Resultó verdaderamente impresionante, sobrecogedora, la versión que la violinista Esther Yoo nos ofreció de la Serenata para violín y orquesta de Leonard Bernstein en la Sala Sinfónica Jesús López Cobos del CCMD. Dirigía la OSCyL la maravillosa Gemma New una referencia en los próximos años en la dirección de orquesta.

La madurez de criterio que tiene Esther Yoo, su tensión dramática, fuera de todo virtuosismo, consigue que la música de Bernstein penetre en los huesos de los oyentes de manera amarga, otras veces, doliente y la mayoría con una alegría desbordante. Su excelente transcripción del pentagrama sorprendió gratamente a la parroquia que llenaba la sala sinfónica.

Porque la música de Bernstein es una invitación a la ligereza. Para confiar en la música hay que confiar mucho en los pies. Si al escuchar los pies sienten ganas de seguir el compás, de apoyarte en el suelo para saltar, la cosa esta hecha. Eso es buena señal. Los pies exigen de la música, ante todo que le arrebate, luego lo demás viene por añadidura.

Que no se me pase. Abrió el concierto Salina Fischer (1993) con su obra Rainphase, que se estrenaba en España. Fueron sencillamente 11 minutos, como decirlo, sorprendentes, terapéuticos, vitamínicos, de una felicidad casera indescriptible. Deslumbrante, como la perla de un collar roto.

Después del descanso y de la copa de cava que sienta 'de lujo' llegó Nicolái Rimski-Kórsakov con Sheherezade. Una pieza de una belleza e inteligencia de evidente singularidad. Música que inspira, llena de energía que alimentan la imaginación y calma los dolores de espalda y alivia la tos.

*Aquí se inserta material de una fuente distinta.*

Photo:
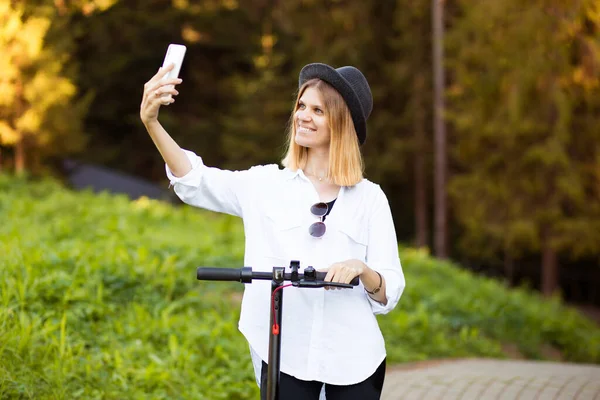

Daba gusto ver a Gemma New dirigir a la OSCyL. ¡Fíchenla, ya! Su elegancia, sus formas, su personalidad, su incomparable densidad simbólica a la hora de dirigirse a los músicos conquistó al público desde que puso los pies en la sala. La belleza de la música de Rimski-Kórsakov era una celebración de la vida y de la música. En definitiva, de la belleza que va tejiendo nota a nota los hilos de la cotidianidad y la aguja de la magia que lleva implícita Sheherezade.

Por último, quisiera destacar la noche magnifica que nos regaló el Concertino de la OSCyL, Luis Suárez. ¡Linotipista, repita su nombre 100 veces! Me voy a preparar a su salud un Martini Extra Dry (el favorito de Buñuel) Está compuesto por cuatro partes de ginebra y una de Martini (más una aceituna verde y una ralladura de limón) ¡Va por ustedes, desconocidos lectores y por Luis Suárez!